E anche le chiese di Roma si servivano di foreste non lontane: a monte di Pieve Santo Stefano c’è Bocca Trabaria. “Trabaria” è un toponimo che ci dice che da qui scendevano nel Tevere “trabes”, cioè travi, per Roma, che è proprio sul Tevere come Pieve Santo Stefano. Avrai capito che i fiumi erano come le autostrade e le ferrovie di oggi: il trasporto costava poco, visto che ci pensava l’acqua. Ma tanta era la fatica di boscaioli e “foderatori”, come si chiamavano coloro che accompagnavano i tronchi nella loro discesa lungo il fiume. Leggiamo insieme quanto ci dice un “turista” che ha vistato le foreste casentinesi nel 1879, Antonio Bartolini: “Prima che que' legni, i quali hanno spesso smisurate dimensioni, siano condotti ad una via alquanto battuta, vi è l'opera più faticosa di smacchiarli, cioè di (toglierli di) mezzo alla macchia, ove si atterrano a colpi di accetta, e trasportarli ad una strada men disagiata, che chiaman treggiaia*. A ciò si adoprano dieci, quindici ed anche venti paia di bovi, che conducono si fatti legni in luogo, donde sia poi molto più facile strascinarli. Si fanno lì per lì a forza di zappa passi meno disagevoli e sentieruzzi; si sottopongono rulli alla trave, si giuoca di manovelle, si costringono i bovi ad inerpicarsi per erte precipitose; si cangia di tratto in tratto di direzione; spesso le diverse forze, perché non operano tutte ad un tempo stesso, riescono inutili, non è raro il caso che schiantandosi per soverchia tensione o attrito il robusto canapo, che riuniva le forze di quelle povere bestie, una parte di esse siano trascinate e travolte dal peso del legno che precipita indietro". Il tronco veniva abbattuto con grandi seghe, accette, cunei. Poi "sramato" e sezionato in lunghezze utili, legato ai buoi e trascinato per le bordonaie: vie di bosco delimitate da pali infissi (bordoni). Arrivati a valle i tronchi venivano messi in acqua nei “porti” sull’Arno (rimangono oggi i toponimi “Porto” a Poppie e a Pratovecchio), legati assieme in “foderi” (zattere lunghe e strette) e fatti fluitare* dai foderatori fino a Firenze, Pisa e Livorno.
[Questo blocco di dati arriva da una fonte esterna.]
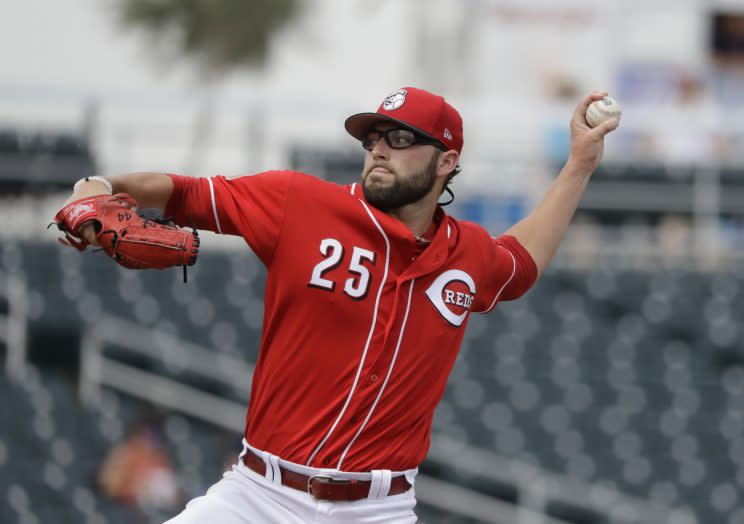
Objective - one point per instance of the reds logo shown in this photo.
(452, 294)
(394, 100)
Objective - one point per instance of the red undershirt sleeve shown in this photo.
(250, 206)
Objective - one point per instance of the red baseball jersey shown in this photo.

A Firenze erano utilizzati per i cantieri edilizi, a Pisa e Liverno per quelli navali, o venivano venduti a nazioni, quali l’Inghilterra, che non avevano più foreste d’alto fusto. Ovviamente gli sforzi erano enormi, e particolarmente rischioso era il lavoro dei foderatori, che spesso dovevano districare dei veri e propri ingorghi di tronchi là dove il letto dell’Arno era più stretto.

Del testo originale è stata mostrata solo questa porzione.